It was the first night of college, in that uncomfortable expanse after everyone finished arranging their Target "Dorm Collection" lamps but before anyone had splintered into permanent friend units. A group of us sat in the common room of my all-female dorm, debating what to do on our first night in Washington, D.C.—the big city.
"Why don't we go smoke hookah?" suggested the girl with the nose ring.
"No!" I thought, reflexively falling back on my D.A.R.E. program indoctrination. "That sounds like a drug, and I don't do drugs."
Instead, I meekly asked, "Um, like, what's hookah?"
"Oh, it's like smoking a cigarette, but you smoke the tobacco through water, so it's not as bad for you," the girl said. "My older brother does it all the time."
This was before iPhones, so none of us could find fault with Nose Ring’s impeccable logic.
Thus I spent the first of many college nights lounging in one of D.C.'s vaguely Middle-Eastern hookah bars. In between bites of oily hummus, we’d pass around a mouthpiece—which I coolly resisted wiping before each use—and sucked in smoke that came in flavors like “sweet melon” and “queen of sex.”
It turns out I was one of the 25 percent of college women who try hookah for the first time their freshman year.

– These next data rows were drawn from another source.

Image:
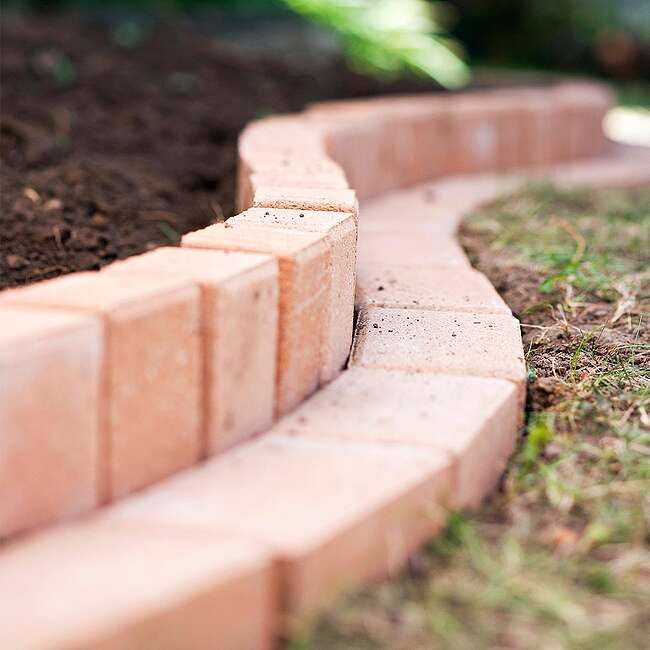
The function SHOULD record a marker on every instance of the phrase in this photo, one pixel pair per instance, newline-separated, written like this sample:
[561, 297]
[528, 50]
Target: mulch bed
[113, 143]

Perhaps because of their perceived relative safety, hookahs—also known as shishas or water pipes—are growing increasingly popular among young people. Almost twice as many high-school students smoke hookah as smoke e-cigarettes. A survey of eight North Carolina colleges found that 40 percent of students reported having ever smoked tobacco from a hookah—just slightly under the number who said they had ever smoked a cigarette (47 percent). The majority of hookah users think they're safer than cigarettes.